Preliminary Analysis

The peaks and valleys for this memory usage pattern do not appear to be trending upwards. I suspect it’s coming from something deeply internal to xulrunner dealing with garbage collection. Because of this and the likelihood that the test scenario as constructed does not happen often in real life, we don’t recommend that we put effort into disrupting or mitigating this pattern.

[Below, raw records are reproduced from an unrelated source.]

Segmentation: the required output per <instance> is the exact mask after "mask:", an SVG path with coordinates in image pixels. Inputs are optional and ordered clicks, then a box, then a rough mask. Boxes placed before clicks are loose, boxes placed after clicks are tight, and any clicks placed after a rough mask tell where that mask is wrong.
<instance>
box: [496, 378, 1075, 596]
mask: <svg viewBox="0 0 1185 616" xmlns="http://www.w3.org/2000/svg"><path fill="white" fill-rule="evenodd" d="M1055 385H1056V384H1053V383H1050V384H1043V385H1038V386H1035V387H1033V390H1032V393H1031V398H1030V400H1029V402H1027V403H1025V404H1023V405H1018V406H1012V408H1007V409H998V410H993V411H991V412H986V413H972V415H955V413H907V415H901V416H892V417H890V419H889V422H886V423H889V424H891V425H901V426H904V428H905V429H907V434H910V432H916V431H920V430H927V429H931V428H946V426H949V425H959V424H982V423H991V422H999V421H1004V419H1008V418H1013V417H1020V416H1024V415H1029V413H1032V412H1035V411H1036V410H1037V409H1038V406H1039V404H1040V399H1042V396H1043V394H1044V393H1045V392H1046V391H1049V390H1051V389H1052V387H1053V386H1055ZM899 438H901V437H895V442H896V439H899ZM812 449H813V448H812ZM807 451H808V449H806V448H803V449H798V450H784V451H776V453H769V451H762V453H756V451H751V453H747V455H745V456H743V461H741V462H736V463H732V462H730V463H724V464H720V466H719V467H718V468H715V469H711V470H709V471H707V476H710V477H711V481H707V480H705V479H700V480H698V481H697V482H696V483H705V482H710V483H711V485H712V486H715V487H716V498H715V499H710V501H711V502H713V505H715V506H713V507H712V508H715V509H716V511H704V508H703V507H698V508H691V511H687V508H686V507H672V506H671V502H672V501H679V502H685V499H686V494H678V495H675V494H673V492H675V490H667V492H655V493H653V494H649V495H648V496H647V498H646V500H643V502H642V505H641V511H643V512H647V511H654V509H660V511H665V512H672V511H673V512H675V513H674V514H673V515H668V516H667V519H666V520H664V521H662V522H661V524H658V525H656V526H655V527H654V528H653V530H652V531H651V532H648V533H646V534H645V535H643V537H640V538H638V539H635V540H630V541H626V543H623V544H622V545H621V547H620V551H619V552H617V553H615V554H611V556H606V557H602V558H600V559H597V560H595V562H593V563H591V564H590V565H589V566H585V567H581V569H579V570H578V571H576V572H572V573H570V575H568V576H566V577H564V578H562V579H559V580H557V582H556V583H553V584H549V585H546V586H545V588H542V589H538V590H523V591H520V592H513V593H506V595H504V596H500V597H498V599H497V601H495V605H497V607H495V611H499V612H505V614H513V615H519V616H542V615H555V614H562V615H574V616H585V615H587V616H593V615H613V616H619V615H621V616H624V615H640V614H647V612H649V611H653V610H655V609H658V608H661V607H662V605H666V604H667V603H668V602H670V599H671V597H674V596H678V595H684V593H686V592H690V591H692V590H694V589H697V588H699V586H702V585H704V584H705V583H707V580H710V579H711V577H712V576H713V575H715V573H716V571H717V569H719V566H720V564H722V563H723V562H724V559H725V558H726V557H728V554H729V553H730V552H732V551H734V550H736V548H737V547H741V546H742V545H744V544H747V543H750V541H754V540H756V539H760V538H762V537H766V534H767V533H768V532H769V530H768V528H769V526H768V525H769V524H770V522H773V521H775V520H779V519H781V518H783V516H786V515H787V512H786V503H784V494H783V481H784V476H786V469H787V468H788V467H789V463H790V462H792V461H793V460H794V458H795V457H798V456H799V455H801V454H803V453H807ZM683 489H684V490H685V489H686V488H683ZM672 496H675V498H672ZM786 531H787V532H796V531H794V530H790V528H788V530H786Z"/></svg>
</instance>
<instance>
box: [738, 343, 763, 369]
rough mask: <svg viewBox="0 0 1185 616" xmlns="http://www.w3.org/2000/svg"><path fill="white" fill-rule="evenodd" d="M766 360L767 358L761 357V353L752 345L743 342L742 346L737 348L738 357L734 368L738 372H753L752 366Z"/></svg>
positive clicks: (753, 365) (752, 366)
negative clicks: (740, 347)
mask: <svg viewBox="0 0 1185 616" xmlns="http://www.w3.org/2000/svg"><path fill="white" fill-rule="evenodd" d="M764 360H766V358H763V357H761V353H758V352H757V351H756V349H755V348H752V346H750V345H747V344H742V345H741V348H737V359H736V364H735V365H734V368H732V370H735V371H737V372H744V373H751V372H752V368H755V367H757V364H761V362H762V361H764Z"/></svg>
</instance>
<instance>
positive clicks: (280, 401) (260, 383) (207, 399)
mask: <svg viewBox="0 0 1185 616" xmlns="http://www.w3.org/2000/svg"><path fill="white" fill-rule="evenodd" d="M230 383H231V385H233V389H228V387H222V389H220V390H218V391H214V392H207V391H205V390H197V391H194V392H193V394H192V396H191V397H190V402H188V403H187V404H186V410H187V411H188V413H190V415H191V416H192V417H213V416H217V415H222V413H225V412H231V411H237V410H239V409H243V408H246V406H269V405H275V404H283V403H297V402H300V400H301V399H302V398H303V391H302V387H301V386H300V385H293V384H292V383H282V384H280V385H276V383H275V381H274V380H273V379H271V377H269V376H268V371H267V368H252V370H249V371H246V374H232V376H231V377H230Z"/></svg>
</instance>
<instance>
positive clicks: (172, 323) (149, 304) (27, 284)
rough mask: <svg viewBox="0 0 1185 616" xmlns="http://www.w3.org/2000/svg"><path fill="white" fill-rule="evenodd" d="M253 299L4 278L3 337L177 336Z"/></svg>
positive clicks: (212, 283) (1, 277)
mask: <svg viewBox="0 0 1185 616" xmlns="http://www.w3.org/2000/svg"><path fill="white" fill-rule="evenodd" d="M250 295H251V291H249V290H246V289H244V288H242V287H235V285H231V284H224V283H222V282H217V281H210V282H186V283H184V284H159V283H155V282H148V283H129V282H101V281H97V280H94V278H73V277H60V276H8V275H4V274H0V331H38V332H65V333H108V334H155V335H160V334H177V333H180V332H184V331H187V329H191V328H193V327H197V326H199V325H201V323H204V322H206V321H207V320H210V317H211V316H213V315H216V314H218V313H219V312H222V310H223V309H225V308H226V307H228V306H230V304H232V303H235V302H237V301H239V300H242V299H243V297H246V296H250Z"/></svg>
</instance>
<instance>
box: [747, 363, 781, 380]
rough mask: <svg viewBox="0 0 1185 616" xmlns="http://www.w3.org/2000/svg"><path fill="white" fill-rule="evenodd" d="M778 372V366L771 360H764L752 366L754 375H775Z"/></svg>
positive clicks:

It may be productive, however, to use this method to look for memory leaks under different test scenarios. We have the beginnings of a UI regression and performance testing suite here, and could, for example, create tools to compare the UI screenshots between runs. These screenshots would as a matter of course change as Evergreen and Windows evolves, and the tests will need manual intervention to set a new baseline for expected/correct behavior whenever this occurs, but between these disruptions image diffing could help us find discrepencies in UI behavior and performance. Finding a command line tool for capturing process information to use instead of Process Explorer could allow for memory usage comparisons between runs.